O homem que quis matar o tempo

Pouco haverá a fazer: vivemos todos, sem excepção, sob o domínio de Cronos, o Deus-Tempo. O velho Cronos é o mais igualitário dos deuses. Não é esquisito e exerce a sua autoridade, mais ou menos rigorosa, sem olhar a origem social ou geográfica, bens materiais ou qualidades morais. Nada nem ninguém lhe escapa e o que podemos fazer é conservar o que amamos e nos faz a vida melhor e passá-lo a outros para que o perpetuem como possam – a única ilusão que ainda o mistifica.

Tudo se torna ainda mais irónico porque Cronos é uma invenção nossa. Criámo-lo para dar nomes aos dias, para sabermos identificar saídas ou grades. E assim o fazemos, reconhecendo angústias, alegrias e dificuldades. A nossa reacção ao fim que nos é comum também dele deriva: quando alguém parte ainda jovem surpreendemo-nos e choramos mais a perda. “Foi antes do tempo”, lamentamos. Mas que tempo é este? Qual o tempo ideal para se ser, para viver? Ninguém o sabe nem nunca o saberá porque Cronos é flexível, veste cada um de nós de forma diferente e oferece-nos a nossa sentença irreversível de modo desigual e personalizado.

Por esta e outras razões não consigo imaginar nada tão poético e ao mesmo tempo tão utópico como querer matar o tempo, literalmente. A expressão que utilizamos é falsa porque considera o tempo associado a uma actividade; “mataríamos” o tempo pela negação dessa actividade por outra.

Há pouco tempo – cá está – contaram-me a história de Martial Bourdin, um anarquista francês do século XIX. Até aqui, nada de extraordinário, nem mesmo o seu fim trágico, comum a outros como ele por toda a Europa: terá morrido quando os químicos explosivos que transportava para um atentado explodiram prematuramente. Morreu 30 minutos depois da detonação, sem nunca ter revelado o objectivo do atentado.

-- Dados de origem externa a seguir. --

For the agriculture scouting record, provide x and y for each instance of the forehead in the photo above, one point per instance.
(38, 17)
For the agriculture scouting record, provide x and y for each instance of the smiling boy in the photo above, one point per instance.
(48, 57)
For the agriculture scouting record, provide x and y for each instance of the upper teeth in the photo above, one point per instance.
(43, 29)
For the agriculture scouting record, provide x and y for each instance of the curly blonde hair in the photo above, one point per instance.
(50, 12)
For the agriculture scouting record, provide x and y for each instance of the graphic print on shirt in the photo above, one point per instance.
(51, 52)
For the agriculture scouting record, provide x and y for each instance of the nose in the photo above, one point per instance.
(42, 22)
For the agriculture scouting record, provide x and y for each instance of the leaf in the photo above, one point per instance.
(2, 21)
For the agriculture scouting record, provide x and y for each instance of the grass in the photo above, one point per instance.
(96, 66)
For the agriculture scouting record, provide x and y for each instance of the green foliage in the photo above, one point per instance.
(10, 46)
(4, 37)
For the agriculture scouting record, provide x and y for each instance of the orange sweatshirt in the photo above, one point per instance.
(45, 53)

Mas sabemos que Bourdin se dirigia para o Real Observatório de Greenwich, em Londres – lugar onde, desde 1852, se encontra o relógio que determina o chamado Greenwich Mean Time (GMT). A ideia de que este relógio tenha sido o verdadeiro alvo de Bordin é demasiado boa para ser descartada. E é possível: em 1880 o governo britânico declarou que a hora oficial do país seria determinada a partir do GMT – o que, na óptica de um anarquista libertário, seria mais uma prova inaceitável do controlo do governo sobre os cidadãos. Fazer o relógio ir pelos ares seria assim um acto com um fortíssimo simbolismo. O grande escritor Joseph Conrad aproveitou de resto a história de Bourdin para a incluir num dos seus últimos romances, The Secret Agent (1907).

Esta história fascinou-me. Deploro o uso de violência como forma de luta e legitimação política e ideológica, sem excepção; prefiro ficar assim com a ideia de que Bourdin quis matar o tempo, numa tentativa desesperada mas urgente, e dar vida àquelas palavras do Henry IV, de Shakespeare e que já várias vezes por aqui apareceram: “: “But thoughts the slave of life, and life, Time’s fool, /And Time, that takes survey of all the world,/
Must have a stop.”
Escravos de Cronos, sabemos que estamos condenados. Mas como Bourdin façamos com que isso seja uma injustiça.